With this, France is positioning themselves to actively participate in the cryptocurrency and blockchain revolution, with the Finance Minister quoted as praising ICOs as a fundraising mechanism for startups.
In Crowdfund Insider’s latest report, the proposed bill would enable entrepreneurs to raise funds via ICOs online and allow tokes to be traded in secondary markets. The proposal states that ICO issuers would need the AMF’s approval, but is not a necessary criterion to launch an ICO project.
However, in the absence of an AMF approval, project CEOs must inform investors that the ICO project does not have the blessings of the French regulatory body.
The report cited a May 2019 interview with Thibault Verbiest, a French Attorney involved in the regulatory talks across the Union, in which the attorney stated that the new ICO regime would make banks more receptive to cryptocurrency and improve the image of the sector in France.
Competition from Malta and Switzerland
In the whole of Europe, Malta and Switzerland are undoubtedly the forerunners in cryptocurrency and blockchain adoption. Malta, by default, is the blockchain hub, while Zug in Switzerland is seen as the “Silicon Valley” of blockchain technology.

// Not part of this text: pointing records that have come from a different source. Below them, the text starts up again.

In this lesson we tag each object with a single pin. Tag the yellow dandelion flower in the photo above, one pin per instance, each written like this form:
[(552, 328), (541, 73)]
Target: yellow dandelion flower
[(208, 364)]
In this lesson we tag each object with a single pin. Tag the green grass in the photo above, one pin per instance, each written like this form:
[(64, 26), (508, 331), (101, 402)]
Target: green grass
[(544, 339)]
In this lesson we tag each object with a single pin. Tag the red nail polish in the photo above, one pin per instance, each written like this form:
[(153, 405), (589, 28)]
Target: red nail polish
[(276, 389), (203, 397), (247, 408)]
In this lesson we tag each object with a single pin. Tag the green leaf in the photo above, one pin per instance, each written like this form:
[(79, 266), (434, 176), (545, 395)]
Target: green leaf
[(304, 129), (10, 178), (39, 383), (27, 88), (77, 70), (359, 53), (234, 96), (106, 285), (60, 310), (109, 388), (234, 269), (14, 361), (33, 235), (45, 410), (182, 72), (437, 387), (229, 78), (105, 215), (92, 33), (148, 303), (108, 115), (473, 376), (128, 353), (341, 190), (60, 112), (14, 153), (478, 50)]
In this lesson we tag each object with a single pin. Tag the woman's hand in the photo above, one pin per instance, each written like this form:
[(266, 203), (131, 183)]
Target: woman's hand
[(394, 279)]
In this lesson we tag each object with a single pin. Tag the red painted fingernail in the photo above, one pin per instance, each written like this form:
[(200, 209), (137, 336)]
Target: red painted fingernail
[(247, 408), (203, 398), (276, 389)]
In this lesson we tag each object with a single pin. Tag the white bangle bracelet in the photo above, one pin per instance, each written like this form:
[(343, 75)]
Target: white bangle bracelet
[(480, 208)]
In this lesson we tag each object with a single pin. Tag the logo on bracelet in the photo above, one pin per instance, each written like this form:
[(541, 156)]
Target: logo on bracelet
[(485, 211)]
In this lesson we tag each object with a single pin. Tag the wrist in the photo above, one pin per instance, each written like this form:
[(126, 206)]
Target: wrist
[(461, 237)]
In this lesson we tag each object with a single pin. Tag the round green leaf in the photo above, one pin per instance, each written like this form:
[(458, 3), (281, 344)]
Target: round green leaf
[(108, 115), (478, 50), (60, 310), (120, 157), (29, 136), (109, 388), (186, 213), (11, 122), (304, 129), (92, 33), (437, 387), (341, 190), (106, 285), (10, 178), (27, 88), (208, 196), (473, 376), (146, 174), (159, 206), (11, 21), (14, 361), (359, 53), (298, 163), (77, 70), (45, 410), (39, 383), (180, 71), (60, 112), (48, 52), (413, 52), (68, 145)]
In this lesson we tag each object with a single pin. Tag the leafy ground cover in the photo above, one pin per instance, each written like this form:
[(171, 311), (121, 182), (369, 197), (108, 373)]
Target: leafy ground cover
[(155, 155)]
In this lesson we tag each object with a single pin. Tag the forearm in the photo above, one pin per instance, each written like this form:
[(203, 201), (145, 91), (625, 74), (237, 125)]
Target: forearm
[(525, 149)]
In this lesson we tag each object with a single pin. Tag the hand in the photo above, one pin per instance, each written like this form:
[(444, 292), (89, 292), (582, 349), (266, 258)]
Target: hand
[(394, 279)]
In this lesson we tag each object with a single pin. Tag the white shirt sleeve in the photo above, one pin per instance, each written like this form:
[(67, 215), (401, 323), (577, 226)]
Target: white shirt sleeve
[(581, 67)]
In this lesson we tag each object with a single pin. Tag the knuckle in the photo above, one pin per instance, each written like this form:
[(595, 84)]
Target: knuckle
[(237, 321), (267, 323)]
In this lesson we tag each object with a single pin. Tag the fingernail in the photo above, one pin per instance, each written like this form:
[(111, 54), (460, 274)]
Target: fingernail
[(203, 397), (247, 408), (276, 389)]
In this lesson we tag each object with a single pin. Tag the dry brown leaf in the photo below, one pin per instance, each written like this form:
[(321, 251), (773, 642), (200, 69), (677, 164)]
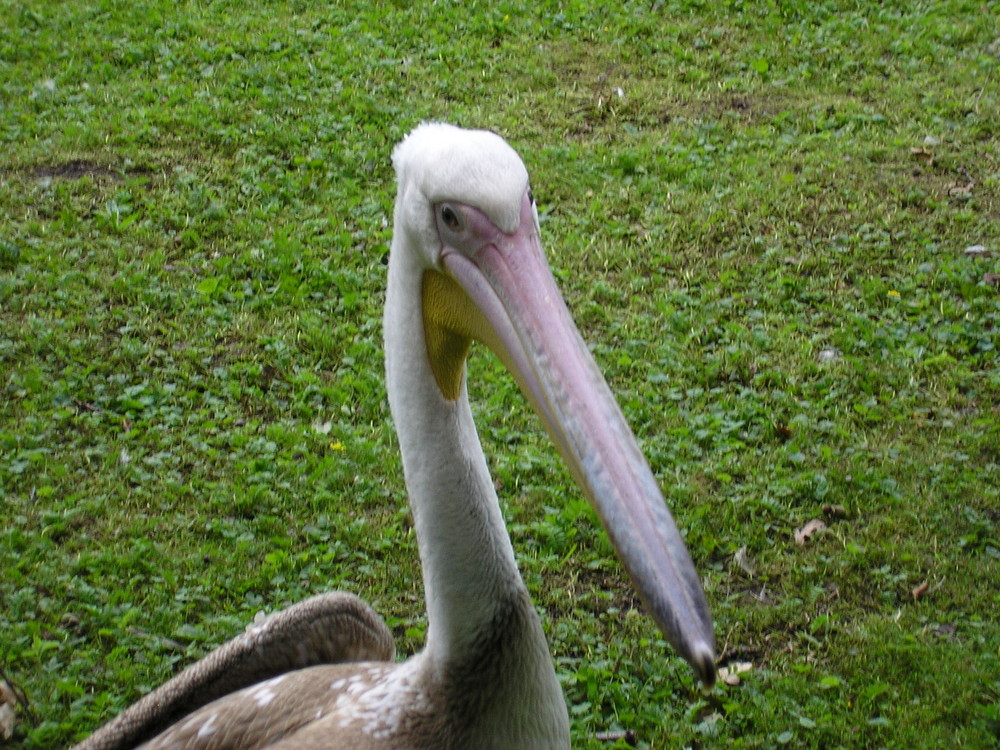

However, Verbiest is unfazed by developments in both countries, as the attorney stated:
“I see that so-called competition as positive. [Entrepreneurs] licensed already in Malta might also be interested in a French visa, as both regimes are not ‘passportable’ within the EU. And Switzerland is outside the EU, and will continue to play its role of an international (crypto) financial place.”
France’s regulations may force the EU to fast track its process in a bid to prevent regulatory arbitrage across the region as the EU is seeking to create a common policy. The need for a uniform cryptocurrency regulatory framework was reiterated in the May 2019 ECB report.